Через некоторое время я добрался до угла Семьдесят второй-стрит и Бродвея. Точно так же, как когда-то в Варшаве, я снимал не одну, а две меблированные комнаты — основную на Семидесятой-стрит и другую (которой я пользовался нечасто) в Восточном Бронксе — угол за занавеской в квартире моего земляка Миши Будника, который теперь работал водителем такси.
Я был уверен, что в чрезвычайных обстоятельствах всегда мог бы переночевать у своих друзей, в особенности у Стефы Крейтл, которая была одной из моих любовниц в Варшаве. Она и ее муж, Леон, провели годы войны в Лондоне и теперь жили в Нью-Йорке. Леон, которому уже стукнуло восемьдесят, потерял в Катастрофе двух дочерей и страдал от сердечных приступов. Тем не менее, он все еще занимался бизнесом и, кроме того, спекулировал акциями и облигациями. Дочь Стефы от предыдущего брака, Франка, была замужем за неевреем и жила в Техасе с ним и маленькой дочерью.

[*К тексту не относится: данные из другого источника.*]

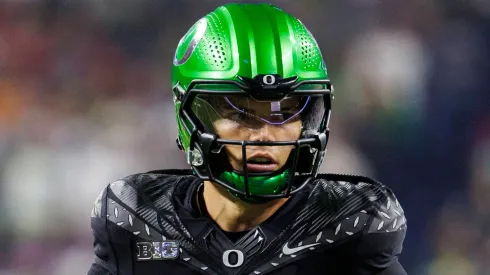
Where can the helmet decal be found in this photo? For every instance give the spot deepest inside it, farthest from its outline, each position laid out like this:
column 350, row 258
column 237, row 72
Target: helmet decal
column 197, row 33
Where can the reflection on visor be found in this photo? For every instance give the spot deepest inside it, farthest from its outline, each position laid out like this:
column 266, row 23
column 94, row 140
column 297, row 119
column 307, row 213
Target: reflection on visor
column 276, row 112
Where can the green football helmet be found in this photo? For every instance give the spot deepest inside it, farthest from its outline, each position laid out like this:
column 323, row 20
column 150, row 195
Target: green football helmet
column 256, row 66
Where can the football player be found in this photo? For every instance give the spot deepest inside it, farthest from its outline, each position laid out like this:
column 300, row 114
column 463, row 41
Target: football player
column 252, row 100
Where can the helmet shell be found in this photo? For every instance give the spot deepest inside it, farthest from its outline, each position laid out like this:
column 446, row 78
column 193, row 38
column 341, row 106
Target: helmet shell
column 245, row 40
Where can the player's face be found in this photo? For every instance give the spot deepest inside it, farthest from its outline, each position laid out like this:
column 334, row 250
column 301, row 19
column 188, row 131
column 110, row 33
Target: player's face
column 251, row 120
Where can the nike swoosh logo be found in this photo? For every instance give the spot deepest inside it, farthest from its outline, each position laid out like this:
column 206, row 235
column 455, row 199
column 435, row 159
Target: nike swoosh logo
column 288, row 251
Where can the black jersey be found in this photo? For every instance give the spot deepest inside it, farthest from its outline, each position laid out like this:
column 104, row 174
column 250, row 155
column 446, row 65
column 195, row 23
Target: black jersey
column 147, row 224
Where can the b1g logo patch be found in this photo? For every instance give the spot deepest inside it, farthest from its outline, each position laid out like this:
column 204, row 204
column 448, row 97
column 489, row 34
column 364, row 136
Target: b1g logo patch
column 150, row 251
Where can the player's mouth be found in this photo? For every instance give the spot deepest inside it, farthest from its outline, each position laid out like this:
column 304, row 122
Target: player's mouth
column 262, row 162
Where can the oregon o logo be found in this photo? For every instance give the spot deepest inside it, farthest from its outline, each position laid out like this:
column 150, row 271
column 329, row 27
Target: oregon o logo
column 239, row 258
column 269, row 79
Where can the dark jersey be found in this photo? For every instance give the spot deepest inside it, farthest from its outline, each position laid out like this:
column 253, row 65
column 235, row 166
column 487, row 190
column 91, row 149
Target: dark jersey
column 147, row 224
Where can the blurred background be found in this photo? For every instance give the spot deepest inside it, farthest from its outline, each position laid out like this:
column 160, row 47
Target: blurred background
column 85, row 99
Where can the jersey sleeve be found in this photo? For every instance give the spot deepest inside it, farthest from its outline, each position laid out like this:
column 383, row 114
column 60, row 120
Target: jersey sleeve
column 382, row 241
column 104, row 259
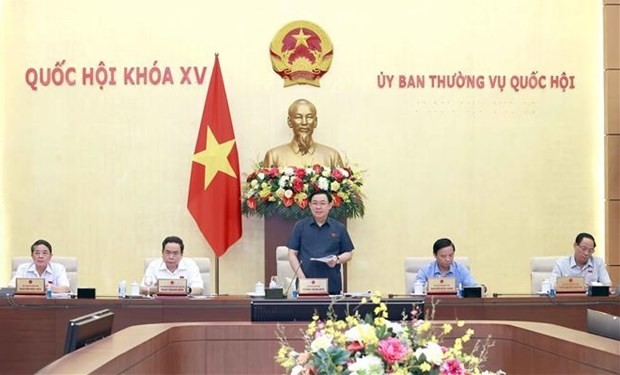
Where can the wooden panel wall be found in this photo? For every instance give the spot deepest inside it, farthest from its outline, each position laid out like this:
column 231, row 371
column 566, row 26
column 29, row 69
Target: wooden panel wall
column 611, row 27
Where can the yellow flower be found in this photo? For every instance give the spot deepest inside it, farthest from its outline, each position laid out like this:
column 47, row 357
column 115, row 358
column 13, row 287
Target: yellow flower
column 458, row 345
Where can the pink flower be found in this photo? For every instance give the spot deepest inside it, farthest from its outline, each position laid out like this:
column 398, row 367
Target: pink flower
column 300, row 172
column 452, row 367
column 355, row 346
column 337, row 174
column 392, row 350
column 274, row 172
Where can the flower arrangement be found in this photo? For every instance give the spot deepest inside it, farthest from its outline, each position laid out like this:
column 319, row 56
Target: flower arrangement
column 380, row 346
column 285, row 191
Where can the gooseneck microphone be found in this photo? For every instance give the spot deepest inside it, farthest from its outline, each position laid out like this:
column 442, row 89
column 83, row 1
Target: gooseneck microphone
column 294, row 278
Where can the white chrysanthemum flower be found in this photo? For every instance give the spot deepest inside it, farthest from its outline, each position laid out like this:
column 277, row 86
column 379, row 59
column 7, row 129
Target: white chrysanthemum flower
column 369, row 364
column 360, row 332
column 283, row 181
column 397, row 328
column 323, row 183
column 432, row 352
column 321, row 342
column 297, row 370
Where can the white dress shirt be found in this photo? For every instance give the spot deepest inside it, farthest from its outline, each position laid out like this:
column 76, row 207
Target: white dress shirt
column 187, row 268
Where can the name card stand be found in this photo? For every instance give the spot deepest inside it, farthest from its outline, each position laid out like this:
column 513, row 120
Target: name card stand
column 313, row 288
column 441, row 285
column 172, row 287
column 30, row 285
column 570, row 285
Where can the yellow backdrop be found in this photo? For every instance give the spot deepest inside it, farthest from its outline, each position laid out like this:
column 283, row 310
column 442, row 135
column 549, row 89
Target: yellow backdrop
column 102, row 173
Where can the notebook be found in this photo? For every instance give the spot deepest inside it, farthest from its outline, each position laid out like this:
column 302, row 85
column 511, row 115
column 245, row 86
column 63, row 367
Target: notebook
column 172, row 287
column 30, row 285
column 603, row 324
column 441, row 285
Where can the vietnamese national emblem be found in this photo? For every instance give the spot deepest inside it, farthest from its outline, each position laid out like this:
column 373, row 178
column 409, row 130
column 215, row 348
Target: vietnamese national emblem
column 301, row 53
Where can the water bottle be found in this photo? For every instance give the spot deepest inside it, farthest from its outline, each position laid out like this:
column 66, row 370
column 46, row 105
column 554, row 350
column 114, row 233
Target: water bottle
column 122, row 289
column 552, row 287
column 48, row 291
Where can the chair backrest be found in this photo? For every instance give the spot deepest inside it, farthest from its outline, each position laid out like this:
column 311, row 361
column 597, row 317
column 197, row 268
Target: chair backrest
column 70, row 264
column 283, row 267
column 540, row 269
column 413, row 265
column 204, row 265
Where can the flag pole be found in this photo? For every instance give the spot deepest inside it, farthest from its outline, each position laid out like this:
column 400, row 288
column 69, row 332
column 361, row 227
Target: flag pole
column 217, row 275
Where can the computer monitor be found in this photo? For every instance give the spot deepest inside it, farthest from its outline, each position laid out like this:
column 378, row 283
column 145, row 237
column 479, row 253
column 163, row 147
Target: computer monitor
column 87, row 329
column 603, row 324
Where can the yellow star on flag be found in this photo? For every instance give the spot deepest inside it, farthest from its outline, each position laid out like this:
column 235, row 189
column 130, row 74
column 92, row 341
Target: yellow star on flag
column 302, row 39
column 215, row 157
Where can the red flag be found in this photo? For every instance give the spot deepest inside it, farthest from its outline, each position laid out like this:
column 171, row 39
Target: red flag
column 214, row 198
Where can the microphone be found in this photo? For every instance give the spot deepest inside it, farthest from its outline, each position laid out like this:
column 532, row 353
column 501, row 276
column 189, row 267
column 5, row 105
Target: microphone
column 290, row 285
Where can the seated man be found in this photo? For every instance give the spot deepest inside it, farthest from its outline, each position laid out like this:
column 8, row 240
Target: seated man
column 172, row 265
column 320, row 236
column 53, row 273
column 445, row 266
column 582, row 263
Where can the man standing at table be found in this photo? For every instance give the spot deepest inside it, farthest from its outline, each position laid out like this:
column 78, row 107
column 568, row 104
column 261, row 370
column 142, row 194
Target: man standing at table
column 320, row 236
column 582, row 263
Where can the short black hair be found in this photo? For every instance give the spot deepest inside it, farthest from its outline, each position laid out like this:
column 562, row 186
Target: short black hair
column 172, row 239
column 441, row 243
column 583, row 235
column 40, row 242
column 317, row 192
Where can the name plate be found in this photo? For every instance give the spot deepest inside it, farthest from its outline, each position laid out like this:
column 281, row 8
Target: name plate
column 441, row 285
column 313, row 287
column 570, row 284
column 172, row 287
column 30, row 285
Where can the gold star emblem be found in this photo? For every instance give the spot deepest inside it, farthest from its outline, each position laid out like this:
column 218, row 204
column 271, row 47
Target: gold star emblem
column 215, row 158
column 302, row 39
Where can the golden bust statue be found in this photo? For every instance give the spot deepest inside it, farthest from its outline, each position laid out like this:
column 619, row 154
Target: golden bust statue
column 302, row 150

Боже правый, в свои почти пятьдесят я оставался таким же, каким был в двадцать, — ленивым, неорганизованным, погруженным в меланхолию. Каким бы малым ни был успех (если он был), он выводил меня из депрессии. Я жил сегодняшним днем, этим часом, этой минутой. Я долго стоял на углу Семьдесят второй и Бродвея, созерцая уходящую ночь. Мне страстно хотелось похвастаться какому-нибудь знакомому моей новой победой (которая, как я чувствовал, должна состояться), возможно, чтобы вызвать в нем зависть. Только бы мне удалось уверить Мириам, что, каким бы ни оказалось наше будущее, я буду предан ей — на свой лад. Однако время было слишком позднее для таких глупостей, и я направился к себе на Семидесятую-стрит.
Глава 5
На следующее утро в редакции газеты меня позвали к телефону, и когда я взял трубку, голос, говоривший на польском идише, сказал:
— Вы писатель Аарон Грейдингер?
— Да; можно спросить, кто говорит?
— Хаим Джоел Трейбитчер.
Я знал, что это друг Макса и также дядя Хэрри Трейбитчера, его доверенного брокера на бирже.